Huang padded quickly down the hall, past the family photos of him and Laurie and their little girl. Barefoot, he wore khaki shorts and a loose white T-shirt — what Laurie preferred him to wear at home. At a hundred and ninety pounds, he was a trim six-foot-two, well muscled from many hours in the gym. He was only thirty-eight, but silver already encroached on his dark hair — surely a product of the stress brought on by so many lies. At least he wasn’t going bald. Better to turn gray than turn loose — a quaint Virginia saying, but true enough.
Huang reached the dining room to find his wife on the other side of the sliding glass door, holding Claire on her hip. She brandished a gardening trowel in her free hand, as if to ward off an attacker. No matter how often he told her to the contrary, she could never shake the notion that spiders could fly.
His first choice would have been to relocate it, but Laurie wanted to kill every spider she met with fire. They settled on something in the middle and used a rolled magazine he’d brought with him for that purpose to swat the hapless creature.
Three-year-old Claire hugged his neck and, having not inherited her mother’s phobia, said they should go bug hunting.
“Daddy has to change for work,” he said.
He put the little girl down to play in the grass and leaned in to kiss his wife, avoiding looking directly into her eyes. It didn’t matter. Her face fell into a sullen pout.
“I love you,” she said. “But I hate what you do.”
“Someone has to take care of the spiders,” he said, and got ready to go ruin Michelle Chadwick’s life.
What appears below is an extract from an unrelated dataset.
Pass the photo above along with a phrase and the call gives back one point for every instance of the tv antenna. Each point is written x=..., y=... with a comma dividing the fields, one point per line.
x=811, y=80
Senator Chadwick could feel David Huang’s eyes on her neck as she cleared the security checkpoint at the Northwest Appointment Gate. As a senator, she could have driven onto the White House campus, rather than clear security like a common citizen. Still, the Secret Service Uniformed Division did their officious best to make her feel small. Apparently, working for the President snuffed out any awe they might have otherwise felt for a ranking member of Congress. The same was true of the Marine posted at the door, though he didn’t say a word. There was no love lost between her and the military. The rosy-cheeked Marine could not have been more than twenty-five years old — but Chadwick could tell from the look in his eyes that he was well aware of her thumbs-down voting record when it came to wars and rumors of wars. These war-fighters worshiped their President, and would follow him blindly into any conflict. Poor bastards.
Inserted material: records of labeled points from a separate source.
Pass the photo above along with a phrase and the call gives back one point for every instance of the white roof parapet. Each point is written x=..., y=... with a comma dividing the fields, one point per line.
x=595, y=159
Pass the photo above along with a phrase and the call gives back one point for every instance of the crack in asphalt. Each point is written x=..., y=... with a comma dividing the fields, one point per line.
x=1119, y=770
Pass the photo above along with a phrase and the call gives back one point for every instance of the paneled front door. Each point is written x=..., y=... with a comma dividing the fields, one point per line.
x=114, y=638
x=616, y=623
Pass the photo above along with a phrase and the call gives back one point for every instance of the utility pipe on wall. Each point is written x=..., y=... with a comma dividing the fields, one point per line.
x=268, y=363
Arnie van Damm met her in the lobby, just inside the door, looking stodgy in his rumpled suit jacket and loose tie. He’d obviously just come off the treadmill or exercise bike and was still flushed and sweating. He gave her a wary glance as they padded down the carpeted hall past more Uniformed Division guards, toward the Oval Office and the secretaries’ suite. Betty Martin gave her a courteous nod, though it was clear she, too, didn’t trust her boss’s avowed enemy as far as she could throw her. Van Damm peered through the peephole in the door to the Oval Office and turned to give Chadwick a halfhearted shrug of apology.
“He’s on an important call,” the chief of staff said.
Chadwick eyed his wrinkled jacket, his flushed brow, and fought the urge to call him Rumpled Sweatskin.
“No worries,” she said. “I appreciate him working me in like this.” She dropped her cell phone into a basket at the corner of the secretary’s desk. Chadwick had been here before and knew the drill, though she hadn’t told Huang that when he’d fiddled with her cell and turned it into an active mic.
Van Damm gave a shake of his head, as if to clear his vision. “Don’t be nice,” he said. “It creeps me out.”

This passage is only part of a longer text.